With Meghna Chakrabarti

Just in time for Valentine’s Day, we’ll talk with Daniel Jones, editor of the New York Times column "Modern Love." A lot has changed since it debuted in 2004.

Guest

Daniel Jones, editor of the New York Times column "Modern Love." Author of "Love Illuminated: Exploring Life’s Most Mystifying Subject (with the Help of 50,000 Strangers)." (@danjonesnyt)

From The Reading List

New York Times: "The Secret of Modern Love" — "'She dumped me.' That’s the first line of the first Modern Love column, published on Oct. 31, 2004, and it’s a tale of heartbreak, obsession and regrettable emails. In the 13 years since, more than 670 columns have followed, and while heartbreak and obsession still dominate, regrettable emails have mostly given way to regrettable texts, Instagram posts and Tinder swipes.

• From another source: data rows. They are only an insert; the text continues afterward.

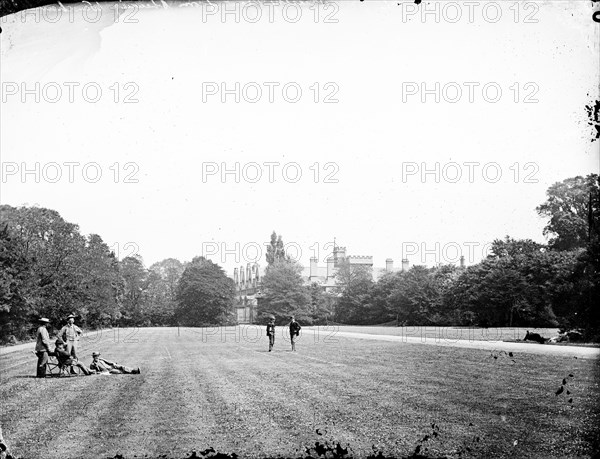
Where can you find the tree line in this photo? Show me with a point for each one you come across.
(521, 283)
(49, 269)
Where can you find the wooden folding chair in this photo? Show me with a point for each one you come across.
(54, 368)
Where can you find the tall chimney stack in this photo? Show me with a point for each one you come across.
(313, 267)
(405, 264)
(389, 265)
(330, 267)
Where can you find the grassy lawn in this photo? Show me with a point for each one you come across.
(220, 388)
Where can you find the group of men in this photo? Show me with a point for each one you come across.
(294, 332)
(65, 351)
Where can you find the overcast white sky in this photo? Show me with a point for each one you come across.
(371, 57)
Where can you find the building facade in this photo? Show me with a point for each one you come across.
(247, 279)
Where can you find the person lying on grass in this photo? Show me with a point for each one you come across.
(104, 366)
(64, 357)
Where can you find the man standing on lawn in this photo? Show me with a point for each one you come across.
(70, 334)
(271, 333)
(294, 331)
(102, 365)
(42, 347)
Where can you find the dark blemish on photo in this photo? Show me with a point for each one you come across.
(593, 111)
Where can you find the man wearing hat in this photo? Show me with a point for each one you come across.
(42, 347)
(271, 333)
(103, 365)
(70, 335)
(294, 331)
(64, 358)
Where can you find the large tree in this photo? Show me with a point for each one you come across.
(205, 295)
(573, 209)
(284, 293)
(353, 287)
(275, 250)
(163, 278)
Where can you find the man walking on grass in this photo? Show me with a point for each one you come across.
(294, 331)
(271, 333)
(42, 347)
(70, 334)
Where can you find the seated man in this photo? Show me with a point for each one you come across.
(102, 365)
(64, 357)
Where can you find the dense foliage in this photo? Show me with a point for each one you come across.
(47, 268)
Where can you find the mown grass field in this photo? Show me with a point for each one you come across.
(220, 388)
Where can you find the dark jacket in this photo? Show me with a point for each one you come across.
(63, 357)
(295, 328)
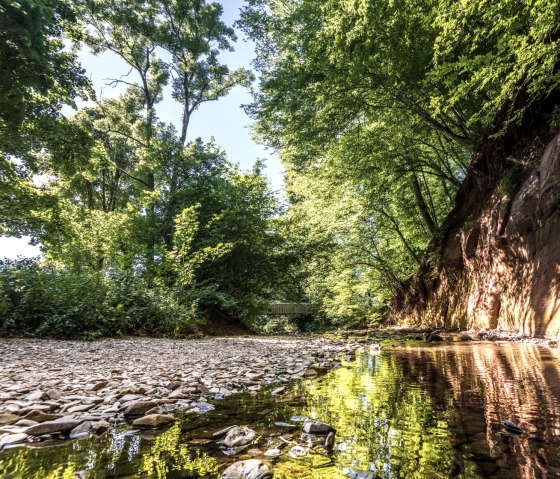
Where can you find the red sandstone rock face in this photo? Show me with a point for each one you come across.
(502, 269)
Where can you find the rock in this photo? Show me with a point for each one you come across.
(299, 419)
(254, 376)
(7, 419)
(54, 394)
(64, 424)
(239, 436)
(139, 408)
(329, 441)
(433, 337)
(11, 439)
(298, 451)
(80, 408)
(130, 397)
(26, 423)
(202, 407)
(153, 421)
(249, 469)
(99, 427)
(178, 394)
(80, 430)
(174, 385)
(318, 428)
(513, 428)
(37, 395)
(100, 385)
(310, 373)
(40, 416)
(358, 473)
(272, 452)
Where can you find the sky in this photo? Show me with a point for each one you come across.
(224, 120)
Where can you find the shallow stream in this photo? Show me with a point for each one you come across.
(410, 411)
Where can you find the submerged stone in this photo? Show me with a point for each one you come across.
(239, 436)
(317, 428)
(248, 469)
(153, 421)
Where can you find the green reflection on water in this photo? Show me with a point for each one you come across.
(416, 412)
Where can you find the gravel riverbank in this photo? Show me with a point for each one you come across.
(50, 389)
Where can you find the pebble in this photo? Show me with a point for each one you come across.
(249, 469)
(153, 421)
(152, 374)
(63, 424)
(239, 436)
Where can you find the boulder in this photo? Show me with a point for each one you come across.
(139, 408)
(7, 419)
(239, 436)
(80, 430)
(37, 395)
(249, 469)
(318, 428)
(13, 439)
(153, 421)
(99, 427)
(54, 394)
(63, 424)
(40, 416)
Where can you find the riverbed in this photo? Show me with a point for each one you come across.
(409, 410)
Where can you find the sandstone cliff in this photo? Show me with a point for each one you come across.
(498, 263)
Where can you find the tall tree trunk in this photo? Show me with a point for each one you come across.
(422, 206)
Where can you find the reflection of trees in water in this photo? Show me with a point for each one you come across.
(424, 412)
(116, 454)
(487, 384)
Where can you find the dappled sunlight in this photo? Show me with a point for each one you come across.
(416, 411)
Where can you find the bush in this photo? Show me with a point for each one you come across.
(41, 301)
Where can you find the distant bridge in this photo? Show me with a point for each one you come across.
(277, 309)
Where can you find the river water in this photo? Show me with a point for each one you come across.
(410, 411)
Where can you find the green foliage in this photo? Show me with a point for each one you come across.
(42, 301)
(375, 108)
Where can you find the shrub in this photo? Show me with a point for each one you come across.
(42, 301)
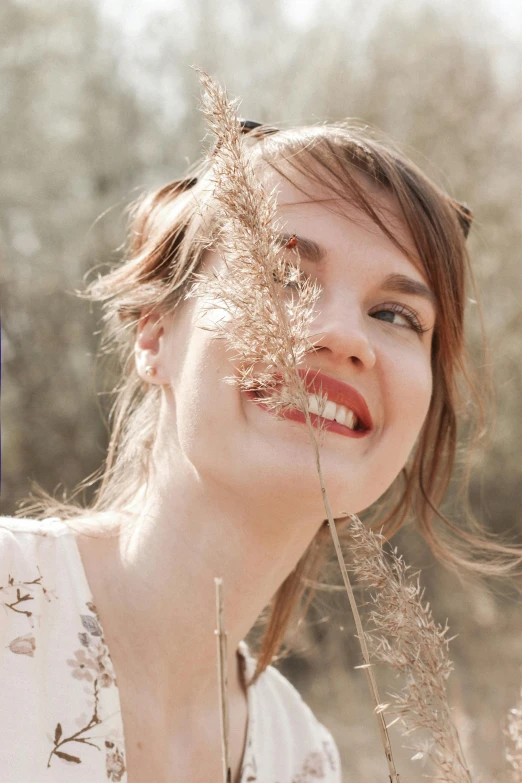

"Our aim with Modern Love was to create a forum that explored love in all of its messy permutations — romantic love, yes, but also joys and strains of friendship and family. After commissioning our first batch of essays, we ran an email address with the column to encourage reader submissions, hoping to find exciting and surprising ideas from beyond our Rolodexes. Within a month, more than enough writing was pouring in to meet our need — to date, some 80,000 essays."

The Cut: "Q&A: Meet the Man Behind ‘Modern Love’" — "Early in his tenure as editor of the New York Times’s 'Modern Love' column, a journalist interviewing Daniel Jones likened him to a 'male Carrie Bradshaw.' At the time, that wasn’t exactly right. Then best known for an anthology, The Bastard on the Couch, Jones had never heard of the fictional Sex and the City columnist. He thought he’d been compared to famed Steelers quarterback Terry Bradshaw, whom he idolized — but wasn’t Bradshaw also male?

"Jones got the gig (appropriately enough) through his wife, the novelist and journalist Cathi Hanauer. She edited a 2002 anthology of women’s essays about marriage and feminism called The Bitch in the House; Jones followed that book with a male response, The Bastard on the Couch. The New York Times offered them a personal-essay column to edit as a husband-and-wife team — which they did for about a month, until Hanauer left to work on a novel.

"Next month, HarperCollins will publish Love Illuminated, a survey of love’s big questions based on what Jones has learned from his perch at the country’s foremost platform for mushiness, heartache, and painfully acquired romantic wisdom. Drawing from Times columns and his own life, Love Illuminated has the informal, anthropological approach of early SATC and the barely contained sentimentality of late SATC. Jones spares readers gurulike prescriptions for love, instead offering the kind of natural authority that comes with nearly a decade on any beat, but is unusually reassuring in matters of the heart."

WBUR: "Modern Love's Editor Says A Good Submission Has 'Humility, Openness, Curiosity'" — "For more than 11 years, New York Times editor Daniel Jones has curated Modern Love, a weekly column of reader-submitted essays on love, loss and everything in between. Now with the help of some producers here at WBUR, Modern Love is now also a podcast.

"In anticipation of this season's episodes, we talked to Jones about what it's like to edit the immensely popular Times column:

"You've been sharing Modern Love submission tips on Facebook for the past few years. If you had to narrow it down to the top three "must read" tips, what would they be?

"1. An editor represents only one column or publication, not an industry. If your work gets rejected, try somewhere else.

"2. Don't send in your essay when you finish it and feel good about it. Send it in after you've stewed over it, reworked it a few times, and feel so-so or even kind of bad about it.

"3. Don't use lazy descriptors like "amazing" or "handsome" or "incredible" in your first paragraph or anywhere else. It's an immediate sign that the writer isn't going to say anything you haven't heard a thousand times before."

Brian Hardzinski produced this hour for broadcast.

This program aired on February 14, 2019.